Katherine Gekker

Poetry

Katherine Gekker is the author of In Search of Warm Breathing Things (Glass Lyre Press, 2019). Her poems have been published in Delmarva Review, Little Patuxent Review, Broadkill Review, Poetry South, and Apple Valley Review, among others, and have been nominated for the Pushcart Prize and Best of the Net. Gekker’s poems, collectively called “…to Cast a Shadow Again,” have been set to music by composer Eric Ewazen. Composer Carson Cooman has set a seasonal cycle of her poems, “Chasing the Moon Down,” to music. She was born in the District of Columbia. When not writing, she practices piano.

 

The Root Cellar

I saw one copperhead coiled near the compost heap – eggshells, coffee grounds, moist citrus, oaken scent of a 15-year-old single malt – Some people believe their own appendages don’t belong to them. They immerse an arm in ice to damage it so severely that surgeons need to cut it off. They place a leg across a train track. Then wait. Some physicians agree to remove an offending limb, assert that body integrity dysphoria is an illness, severing the only cure. In a documentary, I watched a 30-year-old man in a wheelchair point to the line he had drawn above the end of his stump, his finger stabbing. They should not have amputated the leg there.

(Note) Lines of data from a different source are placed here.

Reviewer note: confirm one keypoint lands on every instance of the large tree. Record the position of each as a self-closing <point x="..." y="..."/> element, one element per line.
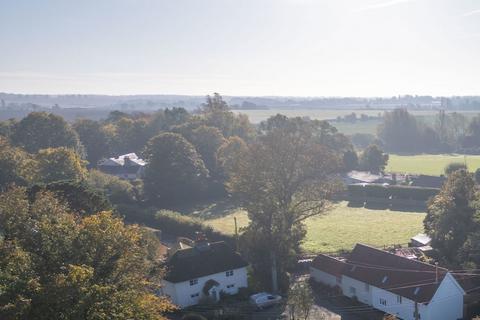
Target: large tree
<point x="175" y="171"/>
<point x="55" y="164"/>
<point x="451" y="215"/>
<point x="96" y="139"/>
<point x="207" y="140"/>
<point x="285" y="177"/>
<point x="16" y="166"/>
<point x="230" y="155"/>
<point x="41" y="130"/>
<point x="56" y="265"/>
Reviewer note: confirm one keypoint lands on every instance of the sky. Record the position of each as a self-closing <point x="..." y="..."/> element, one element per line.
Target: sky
<point x="241" y="47"/>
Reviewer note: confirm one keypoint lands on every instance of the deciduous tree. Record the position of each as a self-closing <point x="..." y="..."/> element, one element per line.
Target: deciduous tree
<point x="55" y="164"/>
<point x="174" y="171"/>
<point x="41" y="130"/>
<point x="451" y="215"/>
<point x="285" y="178"/>
<point x="57" y="265"/>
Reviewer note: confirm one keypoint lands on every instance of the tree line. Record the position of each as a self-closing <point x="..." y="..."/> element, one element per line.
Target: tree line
<point x="282" y="172"/>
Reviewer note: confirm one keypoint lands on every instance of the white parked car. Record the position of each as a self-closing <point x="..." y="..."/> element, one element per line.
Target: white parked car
<point x="263" y="300"/>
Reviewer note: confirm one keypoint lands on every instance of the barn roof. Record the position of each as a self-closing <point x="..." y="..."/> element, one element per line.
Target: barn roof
<point x="196" y="262"/>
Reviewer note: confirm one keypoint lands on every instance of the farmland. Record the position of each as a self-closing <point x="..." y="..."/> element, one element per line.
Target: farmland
<point x="343" y="226"/>
<point x="348" y="128"/>
<point x="428" y="163"/>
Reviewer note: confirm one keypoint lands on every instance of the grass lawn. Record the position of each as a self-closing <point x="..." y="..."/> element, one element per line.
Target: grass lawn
<point x="344" y="226"/>
<point x="428" y="163"/>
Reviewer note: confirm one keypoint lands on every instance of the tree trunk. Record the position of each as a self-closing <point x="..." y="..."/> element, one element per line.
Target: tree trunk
<point x="274" y="272"/>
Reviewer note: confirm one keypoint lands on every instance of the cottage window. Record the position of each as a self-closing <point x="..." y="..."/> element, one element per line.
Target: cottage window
<point x="353" y="291"/>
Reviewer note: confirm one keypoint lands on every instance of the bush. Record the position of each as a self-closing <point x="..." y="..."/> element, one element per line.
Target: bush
<point x="396" y="192"/>
<point x="377" y="191"/>
<point x="454" y="166"/>
<point x="193" y="316"/>
<point x="413" y="193"/>
<point x="117" y="190"/>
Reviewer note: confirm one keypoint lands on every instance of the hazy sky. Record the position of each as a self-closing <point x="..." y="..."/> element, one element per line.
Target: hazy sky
<point x="241" y="47"/>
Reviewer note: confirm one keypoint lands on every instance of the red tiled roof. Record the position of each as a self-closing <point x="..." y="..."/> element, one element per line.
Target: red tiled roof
<point x="408" y="278"/>
<point x="328" y="264"/>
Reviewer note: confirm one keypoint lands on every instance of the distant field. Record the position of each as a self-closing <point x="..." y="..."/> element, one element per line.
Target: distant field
<point x="426" y="116"/>
<point x="344" y="226"/>
<point x="429" y="164"/>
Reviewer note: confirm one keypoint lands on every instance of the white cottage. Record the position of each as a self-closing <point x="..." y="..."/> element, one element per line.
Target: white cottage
<point x="203" y="271"/>
<point x="128" y="166"/>
<point x="408" y="289"/>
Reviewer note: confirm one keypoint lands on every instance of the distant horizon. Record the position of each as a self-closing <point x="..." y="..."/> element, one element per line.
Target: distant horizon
<point x="238" y="96"/>
<point x="292" y="48"/>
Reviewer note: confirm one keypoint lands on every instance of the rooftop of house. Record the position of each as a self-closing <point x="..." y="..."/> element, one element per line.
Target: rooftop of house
<point x="202" y="260"/>
<point x="409" y="278"/>
<point x="129" y="159"/>
<point x="422" y="239"/>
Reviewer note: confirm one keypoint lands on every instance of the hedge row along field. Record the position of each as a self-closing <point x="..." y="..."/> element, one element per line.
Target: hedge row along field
<point x="391" y="192"/>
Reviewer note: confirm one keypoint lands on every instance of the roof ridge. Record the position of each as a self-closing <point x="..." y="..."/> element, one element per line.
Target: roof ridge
<point x="413" y="261"/>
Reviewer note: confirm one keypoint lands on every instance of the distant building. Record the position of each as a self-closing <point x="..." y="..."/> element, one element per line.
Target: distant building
<point x="427" y="181"/>
<point x="128" y="166"/>
<point x="405" y="288"/>
<point x="203" y="272"/>
<point x="420" y="240"/>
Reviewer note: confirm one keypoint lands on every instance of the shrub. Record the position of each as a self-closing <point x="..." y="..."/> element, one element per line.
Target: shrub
<point x="454" y="166"/>
<point x="396" y="192"/>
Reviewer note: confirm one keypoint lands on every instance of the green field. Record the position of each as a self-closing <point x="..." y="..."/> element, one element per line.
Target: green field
<point x="428" y="163"/>
<point x="344" y="226"/>
<point x="370" y="126"/>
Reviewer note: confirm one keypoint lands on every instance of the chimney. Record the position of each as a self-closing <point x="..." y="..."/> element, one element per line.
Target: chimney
<point x="127" y="161"/>
<point x="201" y="242"/>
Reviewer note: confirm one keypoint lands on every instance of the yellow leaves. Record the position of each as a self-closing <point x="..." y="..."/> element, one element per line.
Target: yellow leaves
<point x="152" y="304"/>
<point x="92" y="267"/>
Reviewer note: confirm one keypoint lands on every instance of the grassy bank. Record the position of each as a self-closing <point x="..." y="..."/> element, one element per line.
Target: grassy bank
<point x="428" y="163"/>
<point x="344" y="226"/>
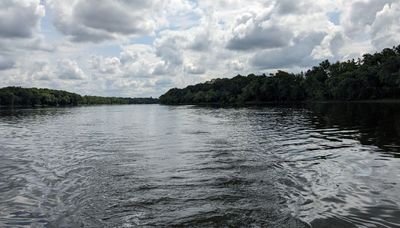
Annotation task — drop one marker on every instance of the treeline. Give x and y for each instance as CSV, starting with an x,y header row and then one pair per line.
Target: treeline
x,y
17,96
374,76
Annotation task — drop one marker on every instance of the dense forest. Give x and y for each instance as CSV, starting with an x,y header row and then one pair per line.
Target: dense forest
x,y
374,76
17,96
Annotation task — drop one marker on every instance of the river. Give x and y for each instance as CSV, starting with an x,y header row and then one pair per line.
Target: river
x,y
320,165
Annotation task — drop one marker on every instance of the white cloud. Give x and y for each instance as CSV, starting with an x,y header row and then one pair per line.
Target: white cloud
x,y
172,43
70,70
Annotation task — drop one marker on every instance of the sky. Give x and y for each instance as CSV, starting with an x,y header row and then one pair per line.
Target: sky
x,y
141,48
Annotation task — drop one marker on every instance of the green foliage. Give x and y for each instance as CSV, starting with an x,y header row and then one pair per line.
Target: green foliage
x,y
17,96
375,76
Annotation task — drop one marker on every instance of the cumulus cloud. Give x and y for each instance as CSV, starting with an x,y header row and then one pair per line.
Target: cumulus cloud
x,y
252,33
141,48
6,63
298,54
99,20
20,19
70,70
386,28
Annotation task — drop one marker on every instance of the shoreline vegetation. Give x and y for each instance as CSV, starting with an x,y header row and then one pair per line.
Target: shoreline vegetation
x,y
372,78
34,97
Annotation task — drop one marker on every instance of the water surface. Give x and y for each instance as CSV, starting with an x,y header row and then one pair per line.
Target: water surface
x,y
328,165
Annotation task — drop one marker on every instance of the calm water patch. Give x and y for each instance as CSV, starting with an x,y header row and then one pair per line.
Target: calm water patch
x,y
327,165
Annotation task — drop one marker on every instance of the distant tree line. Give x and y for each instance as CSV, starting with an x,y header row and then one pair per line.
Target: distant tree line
x,y
374,76
17,96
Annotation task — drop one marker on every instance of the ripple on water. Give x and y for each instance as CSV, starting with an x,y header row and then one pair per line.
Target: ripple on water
x,y
124,166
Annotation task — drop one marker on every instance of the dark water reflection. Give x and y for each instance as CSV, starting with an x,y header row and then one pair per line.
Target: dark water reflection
x,y
327,165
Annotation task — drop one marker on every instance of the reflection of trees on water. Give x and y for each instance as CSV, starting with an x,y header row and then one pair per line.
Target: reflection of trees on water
x,y
376,123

They made a mistake, he stammers. They should have sawed here. 1/8” higher. Everything feels wrong. I saw a black racer snake slide under latticework into the cellar – Scars represent a body’s chaos, says the massage therapist I never went to again. We need to address your wounds. They need to be given order. Tell me about your pain. The room dark. My face trapped. At 21, I had to sign permission to allow the surgeon to amputate my thumb if necessary during surgery. One numbing shot in my armpit, then they hid my arm behind a screen. I heard some tapping, a silver hammer on a musical nail, then felt something give way, release, crack apart. One day I found a sloughed translucent cylinder deep in the root cellar. Perhaps it belonged to the copperhead but I don’t know – Perhaps it pulled its body through sharp shards – broken terra-cotta pots – emerged amber, brown, glorious again. Tell me where the copperhead was. Here, not there – Show me where it is now –

One house I lived in had a cellar. A gap between the door and the cellar’s dirt floor let a little light in. In the yard, I frequently found snakes, both harmless and poisonous, and their discarded skins. I often wondered if the snakes could slither into my house through that gap.